Каждый прием пациента – это маленький перформанс, импровизация, шоу с применением специфических средств и антуража. Нередко, вместо того чтобы начать задавать положенные вопросы, Пиночет мог сидеть и молчать пять–десять минут. Якобы занимаясь каким-то неотложным делом: искал что-то в пустом ящике стола или перекладывал истории болезней из стопки в стопку. Не имело ни малейшего значения, что именно он делает. Суть была в том, что все это время он наблюдал за пациентом, за его мимикой, жестами, неуверенностью или, наоборот, нахальностью.

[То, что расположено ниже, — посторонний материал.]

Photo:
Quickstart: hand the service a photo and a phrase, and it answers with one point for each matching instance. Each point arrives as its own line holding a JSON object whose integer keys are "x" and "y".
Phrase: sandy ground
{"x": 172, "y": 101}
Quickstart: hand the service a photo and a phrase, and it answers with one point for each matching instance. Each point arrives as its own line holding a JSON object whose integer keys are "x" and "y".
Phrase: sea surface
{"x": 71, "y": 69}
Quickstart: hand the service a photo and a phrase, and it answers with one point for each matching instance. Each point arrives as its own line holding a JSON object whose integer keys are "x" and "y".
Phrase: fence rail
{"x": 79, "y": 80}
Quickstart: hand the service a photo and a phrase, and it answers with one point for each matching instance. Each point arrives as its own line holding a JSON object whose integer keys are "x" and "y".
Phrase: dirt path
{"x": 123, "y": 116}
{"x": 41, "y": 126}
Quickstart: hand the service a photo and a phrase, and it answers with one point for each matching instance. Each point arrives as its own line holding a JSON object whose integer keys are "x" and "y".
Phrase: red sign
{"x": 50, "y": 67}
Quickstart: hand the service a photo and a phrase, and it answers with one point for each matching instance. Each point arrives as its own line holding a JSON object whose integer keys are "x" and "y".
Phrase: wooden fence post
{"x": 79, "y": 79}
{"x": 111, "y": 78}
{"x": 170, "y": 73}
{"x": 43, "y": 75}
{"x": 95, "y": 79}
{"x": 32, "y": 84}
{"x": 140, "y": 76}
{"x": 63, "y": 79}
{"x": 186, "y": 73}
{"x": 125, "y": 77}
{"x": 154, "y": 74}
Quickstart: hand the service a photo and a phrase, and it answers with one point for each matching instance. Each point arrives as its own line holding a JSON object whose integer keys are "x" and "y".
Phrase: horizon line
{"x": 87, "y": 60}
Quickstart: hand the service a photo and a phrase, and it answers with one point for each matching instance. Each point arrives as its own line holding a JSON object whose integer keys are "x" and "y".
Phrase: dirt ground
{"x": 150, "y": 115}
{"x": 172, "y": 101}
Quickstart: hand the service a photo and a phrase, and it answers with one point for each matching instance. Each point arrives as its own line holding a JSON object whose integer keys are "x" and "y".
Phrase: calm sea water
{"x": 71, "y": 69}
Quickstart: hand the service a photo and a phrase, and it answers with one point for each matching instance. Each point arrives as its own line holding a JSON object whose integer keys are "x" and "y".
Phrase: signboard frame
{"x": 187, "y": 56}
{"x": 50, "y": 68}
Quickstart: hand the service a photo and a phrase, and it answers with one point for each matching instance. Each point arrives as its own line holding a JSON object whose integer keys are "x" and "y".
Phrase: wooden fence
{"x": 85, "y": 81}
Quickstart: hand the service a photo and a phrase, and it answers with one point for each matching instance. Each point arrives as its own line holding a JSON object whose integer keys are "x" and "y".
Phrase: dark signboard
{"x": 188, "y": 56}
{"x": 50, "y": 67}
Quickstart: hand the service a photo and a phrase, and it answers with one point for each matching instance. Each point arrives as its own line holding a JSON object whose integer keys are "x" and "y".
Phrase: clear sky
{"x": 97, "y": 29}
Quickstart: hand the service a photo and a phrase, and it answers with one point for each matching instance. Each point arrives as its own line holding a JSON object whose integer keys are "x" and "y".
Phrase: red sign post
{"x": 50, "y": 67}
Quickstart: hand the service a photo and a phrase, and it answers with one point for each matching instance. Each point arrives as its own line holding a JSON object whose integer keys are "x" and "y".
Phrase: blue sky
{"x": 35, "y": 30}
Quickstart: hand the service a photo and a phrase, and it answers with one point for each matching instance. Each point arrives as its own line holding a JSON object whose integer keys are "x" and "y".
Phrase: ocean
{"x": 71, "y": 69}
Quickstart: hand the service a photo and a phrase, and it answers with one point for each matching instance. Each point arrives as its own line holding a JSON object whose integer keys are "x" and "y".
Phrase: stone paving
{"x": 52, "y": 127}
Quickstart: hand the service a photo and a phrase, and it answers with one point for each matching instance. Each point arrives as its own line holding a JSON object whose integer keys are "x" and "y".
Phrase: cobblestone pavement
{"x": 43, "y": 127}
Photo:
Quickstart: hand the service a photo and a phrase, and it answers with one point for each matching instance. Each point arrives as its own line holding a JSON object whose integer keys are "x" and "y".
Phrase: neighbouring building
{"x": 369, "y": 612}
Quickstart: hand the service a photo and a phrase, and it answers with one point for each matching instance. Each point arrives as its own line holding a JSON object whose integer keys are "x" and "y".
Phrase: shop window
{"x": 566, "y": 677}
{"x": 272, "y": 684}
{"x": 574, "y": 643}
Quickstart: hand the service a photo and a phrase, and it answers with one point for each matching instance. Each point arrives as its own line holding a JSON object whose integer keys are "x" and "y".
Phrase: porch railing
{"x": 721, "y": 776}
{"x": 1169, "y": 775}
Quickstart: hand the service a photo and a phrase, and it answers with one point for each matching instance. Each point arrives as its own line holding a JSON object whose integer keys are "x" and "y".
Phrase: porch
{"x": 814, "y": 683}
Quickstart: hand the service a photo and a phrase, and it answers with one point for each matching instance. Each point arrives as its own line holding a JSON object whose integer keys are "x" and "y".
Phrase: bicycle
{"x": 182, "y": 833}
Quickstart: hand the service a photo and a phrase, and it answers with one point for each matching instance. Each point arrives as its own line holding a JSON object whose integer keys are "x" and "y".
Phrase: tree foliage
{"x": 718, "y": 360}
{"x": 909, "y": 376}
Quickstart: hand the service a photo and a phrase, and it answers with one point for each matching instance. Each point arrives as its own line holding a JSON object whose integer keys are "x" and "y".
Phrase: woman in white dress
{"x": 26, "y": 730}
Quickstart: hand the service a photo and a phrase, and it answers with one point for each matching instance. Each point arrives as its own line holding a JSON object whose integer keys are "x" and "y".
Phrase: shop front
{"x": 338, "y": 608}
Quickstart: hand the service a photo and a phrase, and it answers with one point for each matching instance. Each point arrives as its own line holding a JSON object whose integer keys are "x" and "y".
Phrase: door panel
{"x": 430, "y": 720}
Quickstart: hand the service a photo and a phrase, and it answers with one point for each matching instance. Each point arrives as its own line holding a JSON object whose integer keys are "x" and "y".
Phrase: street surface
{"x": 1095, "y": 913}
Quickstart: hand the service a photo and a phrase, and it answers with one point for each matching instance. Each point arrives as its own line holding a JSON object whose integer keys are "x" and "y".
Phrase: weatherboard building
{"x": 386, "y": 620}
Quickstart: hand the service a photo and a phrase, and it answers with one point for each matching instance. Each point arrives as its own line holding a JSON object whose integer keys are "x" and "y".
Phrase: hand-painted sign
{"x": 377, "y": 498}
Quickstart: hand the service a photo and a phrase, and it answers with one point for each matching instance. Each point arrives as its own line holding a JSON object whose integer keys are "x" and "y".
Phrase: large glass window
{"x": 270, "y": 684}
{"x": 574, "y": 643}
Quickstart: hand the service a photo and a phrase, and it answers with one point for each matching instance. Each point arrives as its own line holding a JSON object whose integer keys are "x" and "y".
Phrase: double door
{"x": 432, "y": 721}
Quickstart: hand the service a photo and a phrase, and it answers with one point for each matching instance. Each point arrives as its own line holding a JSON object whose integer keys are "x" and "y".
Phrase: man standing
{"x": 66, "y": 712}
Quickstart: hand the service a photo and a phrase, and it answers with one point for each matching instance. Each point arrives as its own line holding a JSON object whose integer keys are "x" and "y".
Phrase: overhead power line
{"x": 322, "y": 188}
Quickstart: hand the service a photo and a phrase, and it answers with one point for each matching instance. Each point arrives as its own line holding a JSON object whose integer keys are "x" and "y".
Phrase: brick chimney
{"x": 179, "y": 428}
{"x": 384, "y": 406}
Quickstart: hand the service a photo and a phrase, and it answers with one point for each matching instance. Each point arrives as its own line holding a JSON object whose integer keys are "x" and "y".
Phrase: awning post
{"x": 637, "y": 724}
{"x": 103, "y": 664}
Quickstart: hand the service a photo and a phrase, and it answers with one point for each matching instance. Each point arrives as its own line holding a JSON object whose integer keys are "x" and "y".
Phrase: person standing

Или же он мог, не обращая внимания на зека, полчаса болтать со случайным сотрудником, который просто проходил мимо кабинета. Цель была все та же – наблюдение и анализ. Мне он говорил так:
– Мы работаем втемную. У нас нет объективного анамнеза, нет медицинских сведений, нет возможности назначить современные исследования. Есть только основные анализы и сам пациент.
– А как же тогда работать? А если мне непонятен этот пациент?
– Очень просто: если сегодня непонятно, посмотрим завтра. Не спеши, а то успеешь…
Эта возможность не спешить, посмотреть завтра, через день, через неделю давала простор для размышлений о пациенте. Не ради истории болезни или каких-нибудь справочек, а исключительно из любви к этому занятию.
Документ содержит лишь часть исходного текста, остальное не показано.